That moment when you realize “Hey, I think I’m a distance runner.”

I remember the moment that I realized that I was a distance runner. I was at a youth track practice (sometime in elementary school – maybe 5th grade or so) that my parents, both avid runners, had signed me up for.

At this point, I had run a few local youth races (mainly for the free ice cream at the end) and had done a few seasons of YMCA track but really had no confidence in my abilities as a runner, and didn’t particularly love running. I was terrified of the longer distances, and found even the 400m quite daunting. I was in complete awe of the junior high kids, who raced such epic distances as the 1600 meters. Four whole laps! I would never have the guts to race that far!

However, at this one practice everything changed. We were doing a ladder workout – 100m, 200m, 300m, 400m, 800m, 400m, 300m, 200m, 100m. As usual, I got my ass kicked during the 100m, the 200m, and barely kept up in the 300m and 400m. For the 800m, the coach had us walk up to a big dirt loop that encircles a small valley. The loop was 800m and he expected us to run the whole thing without stopping. “Don’t sprint, just run a steady pace” he advised.

No one listened.
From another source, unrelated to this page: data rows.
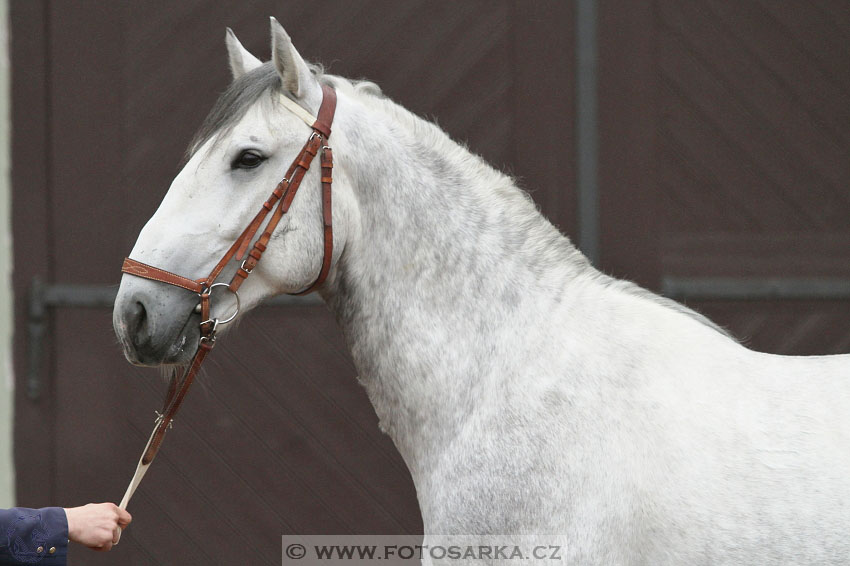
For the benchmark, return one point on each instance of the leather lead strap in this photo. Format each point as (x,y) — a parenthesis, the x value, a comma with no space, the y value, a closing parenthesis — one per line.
(279,201)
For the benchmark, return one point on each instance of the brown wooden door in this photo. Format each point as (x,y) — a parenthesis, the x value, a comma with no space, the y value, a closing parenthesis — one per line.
(277,437)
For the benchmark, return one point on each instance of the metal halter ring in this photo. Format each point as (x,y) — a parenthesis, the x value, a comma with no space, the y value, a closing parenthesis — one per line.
(215,321)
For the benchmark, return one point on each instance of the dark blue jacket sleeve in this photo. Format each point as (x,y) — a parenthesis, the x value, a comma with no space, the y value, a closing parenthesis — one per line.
(33,536)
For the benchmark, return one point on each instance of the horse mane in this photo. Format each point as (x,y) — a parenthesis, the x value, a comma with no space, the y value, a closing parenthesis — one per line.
(248,89)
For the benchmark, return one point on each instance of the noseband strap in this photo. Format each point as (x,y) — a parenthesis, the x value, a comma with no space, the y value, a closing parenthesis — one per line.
(279,202)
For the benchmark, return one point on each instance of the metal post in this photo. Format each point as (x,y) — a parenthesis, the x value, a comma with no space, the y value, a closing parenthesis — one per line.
(587,130)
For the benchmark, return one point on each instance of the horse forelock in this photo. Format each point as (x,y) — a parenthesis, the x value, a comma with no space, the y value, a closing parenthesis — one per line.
(232,105)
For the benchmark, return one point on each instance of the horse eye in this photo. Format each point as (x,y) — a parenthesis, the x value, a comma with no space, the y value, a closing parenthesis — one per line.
(248,159)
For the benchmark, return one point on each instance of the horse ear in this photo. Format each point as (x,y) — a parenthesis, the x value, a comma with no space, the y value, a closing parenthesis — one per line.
(293,71)
(241,60)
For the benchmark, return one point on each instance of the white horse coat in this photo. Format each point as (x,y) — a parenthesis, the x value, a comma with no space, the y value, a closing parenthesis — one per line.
(527,393)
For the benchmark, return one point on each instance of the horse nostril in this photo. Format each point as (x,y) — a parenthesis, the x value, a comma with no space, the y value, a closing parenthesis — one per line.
(138,317)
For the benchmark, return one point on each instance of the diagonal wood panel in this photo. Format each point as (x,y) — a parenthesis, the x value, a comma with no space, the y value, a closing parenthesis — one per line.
(753,139)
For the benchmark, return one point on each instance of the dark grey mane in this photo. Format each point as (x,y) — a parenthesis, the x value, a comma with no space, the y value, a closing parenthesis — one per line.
(234,102)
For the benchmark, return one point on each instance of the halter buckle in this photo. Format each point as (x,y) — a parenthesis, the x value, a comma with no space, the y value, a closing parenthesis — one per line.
(208,291)
(160,416)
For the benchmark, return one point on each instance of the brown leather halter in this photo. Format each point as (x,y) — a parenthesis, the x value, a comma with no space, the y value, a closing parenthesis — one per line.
(280,200)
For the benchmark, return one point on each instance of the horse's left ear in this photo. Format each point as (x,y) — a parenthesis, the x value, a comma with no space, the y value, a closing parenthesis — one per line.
(241,60)
(293,71)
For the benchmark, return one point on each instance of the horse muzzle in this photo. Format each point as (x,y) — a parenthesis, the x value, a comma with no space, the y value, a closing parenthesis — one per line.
(155,325)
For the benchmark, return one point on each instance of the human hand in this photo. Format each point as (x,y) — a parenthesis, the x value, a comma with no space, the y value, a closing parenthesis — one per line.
(97,525)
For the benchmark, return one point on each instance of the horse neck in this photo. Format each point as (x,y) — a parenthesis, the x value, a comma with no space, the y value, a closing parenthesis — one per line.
(447,251)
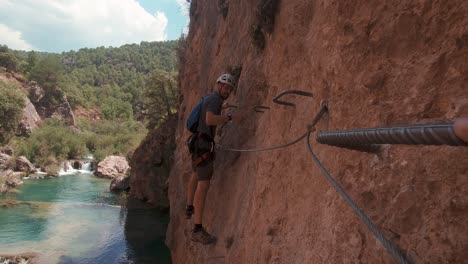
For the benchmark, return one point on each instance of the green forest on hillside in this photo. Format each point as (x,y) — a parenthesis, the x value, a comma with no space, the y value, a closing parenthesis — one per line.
(132,87)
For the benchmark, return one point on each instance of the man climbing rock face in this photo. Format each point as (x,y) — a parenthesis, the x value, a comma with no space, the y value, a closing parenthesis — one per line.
(202,158)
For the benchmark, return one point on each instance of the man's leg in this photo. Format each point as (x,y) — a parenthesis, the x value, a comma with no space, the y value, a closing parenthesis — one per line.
(200,196)
(191,187)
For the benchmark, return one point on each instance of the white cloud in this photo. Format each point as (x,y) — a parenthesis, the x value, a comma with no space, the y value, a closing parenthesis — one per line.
(58,25)
(13,39)
(184,6)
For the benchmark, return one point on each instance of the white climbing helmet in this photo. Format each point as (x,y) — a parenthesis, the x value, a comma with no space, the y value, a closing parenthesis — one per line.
(227,79)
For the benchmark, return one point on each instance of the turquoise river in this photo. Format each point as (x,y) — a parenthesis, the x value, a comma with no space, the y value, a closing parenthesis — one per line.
(76,219)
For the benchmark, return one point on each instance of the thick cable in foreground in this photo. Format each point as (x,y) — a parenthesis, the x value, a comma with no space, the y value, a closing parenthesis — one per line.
(400,258)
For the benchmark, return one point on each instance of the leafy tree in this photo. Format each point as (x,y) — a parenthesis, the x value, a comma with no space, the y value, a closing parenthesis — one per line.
(8,59)
(11,110)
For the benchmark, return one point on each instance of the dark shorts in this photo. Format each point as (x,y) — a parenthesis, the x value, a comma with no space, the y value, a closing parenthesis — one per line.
(204,170)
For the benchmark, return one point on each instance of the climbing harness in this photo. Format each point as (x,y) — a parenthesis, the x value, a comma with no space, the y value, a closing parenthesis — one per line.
(430,134)
(261,108)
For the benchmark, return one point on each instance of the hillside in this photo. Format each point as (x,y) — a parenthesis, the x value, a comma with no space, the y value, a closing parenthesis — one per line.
(102,82)
(377,64)
(92,101)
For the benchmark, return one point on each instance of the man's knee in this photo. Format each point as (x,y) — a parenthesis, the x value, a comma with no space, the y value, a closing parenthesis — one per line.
(203,184)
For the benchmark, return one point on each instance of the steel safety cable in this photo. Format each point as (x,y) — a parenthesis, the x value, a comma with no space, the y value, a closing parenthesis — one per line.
(400,258)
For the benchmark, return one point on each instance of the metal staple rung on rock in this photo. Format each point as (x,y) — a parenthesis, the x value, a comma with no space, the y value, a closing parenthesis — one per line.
(394,250)
(277,100)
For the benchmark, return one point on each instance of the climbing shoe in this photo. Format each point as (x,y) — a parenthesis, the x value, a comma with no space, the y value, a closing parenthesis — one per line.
(203,237)
(189,211)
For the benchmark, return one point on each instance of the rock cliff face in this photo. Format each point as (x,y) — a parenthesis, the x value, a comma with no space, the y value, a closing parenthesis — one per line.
(30,119)
(378,63)
(151,164)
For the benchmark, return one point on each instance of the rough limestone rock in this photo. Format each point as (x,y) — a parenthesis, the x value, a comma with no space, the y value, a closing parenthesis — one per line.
(379,63)
(77,165)
(151,163)
(24,165)
(29,121)
(7,150)
(112,166)
(121,182)
(4,161)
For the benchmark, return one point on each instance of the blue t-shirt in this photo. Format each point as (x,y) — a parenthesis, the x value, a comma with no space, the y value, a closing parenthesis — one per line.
(212,103)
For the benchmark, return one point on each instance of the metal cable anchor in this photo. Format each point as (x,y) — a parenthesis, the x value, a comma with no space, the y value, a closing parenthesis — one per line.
(277,100)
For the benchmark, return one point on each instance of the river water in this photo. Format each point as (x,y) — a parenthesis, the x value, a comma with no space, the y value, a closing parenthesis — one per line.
(74,218)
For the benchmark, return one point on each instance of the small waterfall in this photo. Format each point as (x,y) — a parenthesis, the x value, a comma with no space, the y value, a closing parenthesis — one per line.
(85,166)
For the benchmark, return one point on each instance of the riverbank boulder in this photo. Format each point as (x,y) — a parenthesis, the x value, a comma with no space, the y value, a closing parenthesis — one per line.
(10,179)
(4,161)
(24,165)
(112,167)
(120,183)
(151,163)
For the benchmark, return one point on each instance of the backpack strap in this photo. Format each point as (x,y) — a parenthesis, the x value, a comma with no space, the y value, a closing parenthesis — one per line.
(205,156)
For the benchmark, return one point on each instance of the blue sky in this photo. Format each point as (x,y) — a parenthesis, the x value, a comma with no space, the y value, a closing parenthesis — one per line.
(63,25)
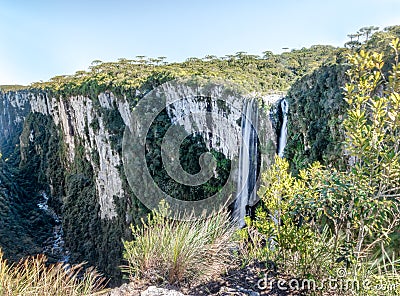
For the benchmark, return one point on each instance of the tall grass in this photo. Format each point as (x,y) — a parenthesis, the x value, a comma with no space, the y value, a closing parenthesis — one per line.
(33,277)
(179,252)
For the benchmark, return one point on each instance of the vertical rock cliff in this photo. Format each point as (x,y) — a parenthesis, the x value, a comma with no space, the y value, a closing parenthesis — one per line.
(69,149)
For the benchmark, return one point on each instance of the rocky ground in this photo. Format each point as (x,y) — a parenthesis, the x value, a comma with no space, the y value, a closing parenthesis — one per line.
(236,282)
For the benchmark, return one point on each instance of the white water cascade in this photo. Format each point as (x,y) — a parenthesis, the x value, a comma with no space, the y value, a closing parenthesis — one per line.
(54,245)
(283,134)
(247,174)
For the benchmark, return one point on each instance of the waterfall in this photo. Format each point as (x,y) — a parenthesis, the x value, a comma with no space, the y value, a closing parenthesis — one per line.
(247,170)
(283,135)
(54,245)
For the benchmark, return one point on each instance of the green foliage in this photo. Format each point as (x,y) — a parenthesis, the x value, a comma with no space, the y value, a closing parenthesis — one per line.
(323,218)
(134,78)
(179,252)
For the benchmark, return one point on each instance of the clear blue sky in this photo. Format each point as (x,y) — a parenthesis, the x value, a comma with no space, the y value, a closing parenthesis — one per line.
(41,39)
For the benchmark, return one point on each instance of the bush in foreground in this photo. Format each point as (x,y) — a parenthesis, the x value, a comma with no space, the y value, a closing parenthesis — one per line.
(166,250)
(32,276)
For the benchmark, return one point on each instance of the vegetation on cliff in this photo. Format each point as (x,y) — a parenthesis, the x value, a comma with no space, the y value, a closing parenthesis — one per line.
(342,223)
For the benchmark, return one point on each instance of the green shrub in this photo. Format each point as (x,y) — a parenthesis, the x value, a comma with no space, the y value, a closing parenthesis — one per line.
(177,252)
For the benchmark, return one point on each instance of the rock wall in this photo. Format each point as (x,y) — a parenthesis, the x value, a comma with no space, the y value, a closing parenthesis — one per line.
(71,148)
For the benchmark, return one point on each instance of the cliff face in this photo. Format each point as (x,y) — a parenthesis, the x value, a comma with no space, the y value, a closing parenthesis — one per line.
(316,113)
(71,149)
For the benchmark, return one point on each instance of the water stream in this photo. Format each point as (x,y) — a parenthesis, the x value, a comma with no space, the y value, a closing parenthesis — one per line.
(283,134)
(247,174)
(54,246)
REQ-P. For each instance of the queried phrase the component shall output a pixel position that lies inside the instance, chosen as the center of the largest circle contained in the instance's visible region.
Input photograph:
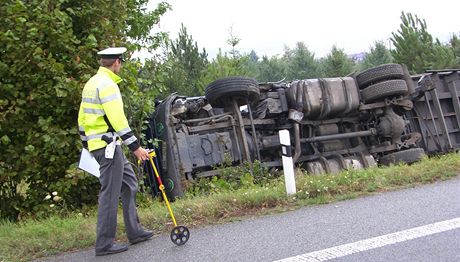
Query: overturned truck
(378, 116)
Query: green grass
(32, 239)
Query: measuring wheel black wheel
(180, 235)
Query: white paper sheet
(88, 163)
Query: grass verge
(32, 239)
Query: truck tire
(384, 89)
(222, 91)
(408, 156)
(379, 73)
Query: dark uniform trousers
(117, 180)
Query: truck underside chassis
(335, 124)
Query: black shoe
(113, 249)
(145, 235)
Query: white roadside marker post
(288, 164)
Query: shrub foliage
(48, 51)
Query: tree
(233, 41)
(185, 65)
(271, 69)
(378, 55)
(454, 43)
(300, 62)
(48, 51)
(224, 66)
(415, 47)
(337, 63)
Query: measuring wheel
(180, 235)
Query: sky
(268, 26)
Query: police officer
(101, 116)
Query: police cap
(112, 52)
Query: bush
(48, 51)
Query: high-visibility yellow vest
(101, 112)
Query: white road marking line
(376, 242)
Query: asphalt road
(310, 229)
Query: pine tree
(378, 55)
(185, 65)
(300, 62)
(413, 44)
(337, 63)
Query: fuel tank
(324, 97)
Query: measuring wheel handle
(180, 235)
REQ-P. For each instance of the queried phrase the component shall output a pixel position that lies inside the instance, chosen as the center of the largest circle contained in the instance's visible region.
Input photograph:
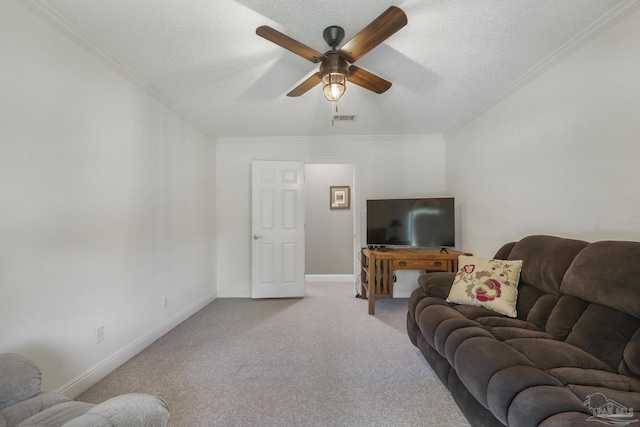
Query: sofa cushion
(606, 402)
(607, 273)
(478, 359)
(630, 364)
(595, 378)
(604, 333)
(548, 354)
(506, 384)
(535, 405)
(492, 284)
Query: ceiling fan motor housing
(333, 36)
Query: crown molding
(49, 15)
(607, 21)
(331, 138)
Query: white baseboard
(85, 380)
(324, 278)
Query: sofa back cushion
(545, 260)
(607, 276)
(607, 273)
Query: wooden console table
(378, 268)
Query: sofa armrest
(437, 284)
(126, 410)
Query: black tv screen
(422, 223)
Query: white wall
(107, 205)
(394, 166)
(558, 156)
(329, 234)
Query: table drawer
(419, 264)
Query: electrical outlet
(99, 334)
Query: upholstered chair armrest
(437, 284)
(20, 379)
(16, 413)
(126, 410)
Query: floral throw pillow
(489, 283)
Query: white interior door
(277, 217)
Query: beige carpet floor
(317, 361)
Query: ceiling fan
(336, 65)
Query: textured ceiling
(451, 60)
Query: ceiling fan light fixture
(334, 86)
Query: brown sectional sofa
(572, 354)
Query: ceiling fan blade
(313, 80)
(367, 80)
(288, 43)
(380, 29)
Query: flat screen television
(420, 223)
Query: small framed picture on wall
(340, 197)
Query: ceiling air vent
(345, 117)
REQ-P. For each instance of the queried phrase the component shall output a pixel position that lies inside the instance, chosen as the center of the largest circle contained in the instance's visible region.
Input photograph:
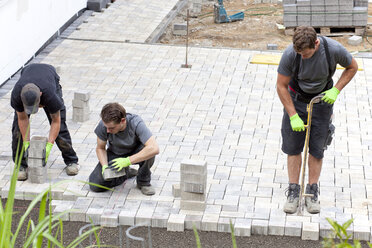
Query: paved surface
(223, 110)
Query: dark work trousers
(63, 139)
(143, 176)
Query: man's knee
(96, 188)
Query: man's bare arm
(55, 126)
(150, 149)
(101, 151)
(282, 83)
(347, 75)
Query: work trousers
(143, 176)
(63, 139)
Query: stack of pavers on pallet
(36, 160)
(325, 13)
(80, 105)
(193, 185)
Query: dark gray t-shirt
(313, 72)
(46, 78)
(126, 142)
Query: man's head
(114, 116)
(305, 41)
(30, 96)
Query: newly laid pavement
(223, 110)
As he yelled “go!” every kid shot off the line at full tilt. As usual, I quickly fell behind. Not as usual though, I found myself gradually catching up, and then picking kids off at the 200m, 300m, and 400m mark. About half-way around the big 800m loop I found myself alone…and in front!! And I felt amazing – I wasn’t gasping for air, I was just running with a magical sort of not-quite-sprinting flow.

I “won” that repeat, and every repeat on the way back down the ladder. My speedster teammates were tired-out from the long rep, and I had discovered my gift – endurance.

Although I spent many more years struggling with low confidence and self-esteem as a runner, I had found hope. Hope that I could actually be good at (and could actually enjoy!) this whole running thing. And this hope provided me with the determination, persistence, and dreams that kept me in the sport through every tough race and struggle-filled practice.

Although I never became a truly great runner, I did put in enough work to take what talent I had and turn it into an amazingly fun high school career and the absolutely amazing opportunity to run on a college team.

Even more valuable than the realization that day that I had some talent as a runner was the simultaneous epiphany that running could be enjoyable. Even if I’d never developed the speed to race on varsity or to get recruited to a D1 school, I’m certain I’d still be running. The joy that I get from just getting out the door and running is worth more than any medal or ribbon I’ve ever won in a race.

As I discovered on that dirt loop over a decade ago, there is something absolutely magical about the motion of running. All I need to do is move one foot in front of the other and, if all goes well, I’ll eventually reach that fun, flowing state, flying over the ground with the wind in my hair and the stress of the day disappearing with each drop of sweat.

How did you all discover your destiny as distance runners?